Telling you how it all comes out would be too much of a spoiler, though I may have said too much already. My overall impression of the film is positive, and I do think that after a confusing start it gets better as it goes along. The script seems episodic, even disjunct at times, and the opening scenes in particular are short, almost choppy. Since the film covers a thirteen-year period in the lives of two busy men who have a lot of other things going on, it may be that there is too much ground being covered, and that seems particularly to affect the character of Tesla, whose contribution seems unclear and marginal as presented here. Apparently Mitnick’s screenplay went through some sixty drafts over a ten-year period, and began as a script for a musical. The end result might show some of that uncertainty.

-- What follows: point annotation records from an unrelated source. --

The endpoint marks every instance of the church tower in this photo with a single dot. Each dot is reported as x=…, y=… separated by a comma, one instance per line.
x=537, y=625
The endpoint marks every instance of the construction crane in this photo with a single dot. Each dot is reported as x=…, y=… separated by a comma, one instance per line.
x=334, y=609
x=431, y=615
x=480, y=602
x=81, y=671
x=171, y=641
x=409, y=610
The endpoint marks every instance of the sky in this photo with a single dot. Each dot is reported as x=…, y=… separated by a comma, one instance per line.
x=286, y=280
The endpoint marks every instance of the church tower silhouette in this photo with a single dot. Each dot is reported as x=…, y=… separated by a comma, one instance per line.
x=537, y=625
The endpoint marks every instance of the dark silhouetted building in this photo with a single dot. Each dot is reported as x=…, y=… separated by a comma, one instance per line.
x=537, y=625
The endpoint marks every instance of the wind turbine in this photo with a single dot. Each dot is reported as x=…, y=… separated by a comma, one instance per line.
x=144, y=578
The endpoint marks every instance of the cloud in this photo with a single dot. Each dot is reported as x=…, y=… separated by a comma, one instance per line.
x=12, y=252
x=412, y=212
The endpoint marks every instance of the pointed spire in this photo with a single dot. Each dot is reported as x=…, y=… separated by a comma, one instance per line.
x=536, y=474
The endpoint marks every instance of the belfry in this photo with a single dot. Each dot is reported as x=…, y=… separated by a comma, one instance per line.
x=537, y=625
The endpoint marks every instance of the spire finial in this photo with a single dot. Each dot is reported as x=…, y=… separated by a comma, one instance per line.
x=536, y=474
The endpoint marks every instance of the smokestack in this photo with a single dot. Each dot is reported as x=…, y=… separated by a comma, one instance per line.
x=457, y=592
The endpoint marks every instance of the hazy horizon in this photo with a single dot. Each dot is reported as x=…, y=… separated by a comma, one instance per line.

But the recreation of late nineteenth-century America, in costumes, art direction and CGI effects (for the Chicago world’s fair) is a sumptuous feast for the eyes. The subject matter itself is so inherently interesting that it transcends any flaws in its execution. Shannon is perfect as the businesslike, unflappable Westinghouse, and nobody plays an arrogant, volatile genius like Cumberbatch—it’s just that this time he does it with an American accent. Macfadyen as Morgan, with a shiny red nose, is believable as Edison’s sometimes exasperated bankroller. Neither Hoult nor Holland is given much to work with. But the most memorable performance in the film comes from Waterston as Westinghouse’s wife Marguerite: She is smart, funny, supportive, and honest as needed, and gives a virtuoso performance in a role smaller than any of the men.

This is a great story told in a serviceable film with some fine performances, and it overcame a lot of hurdles to get where it is. Two Jacqueline Susanns and half a Tennyson for this one.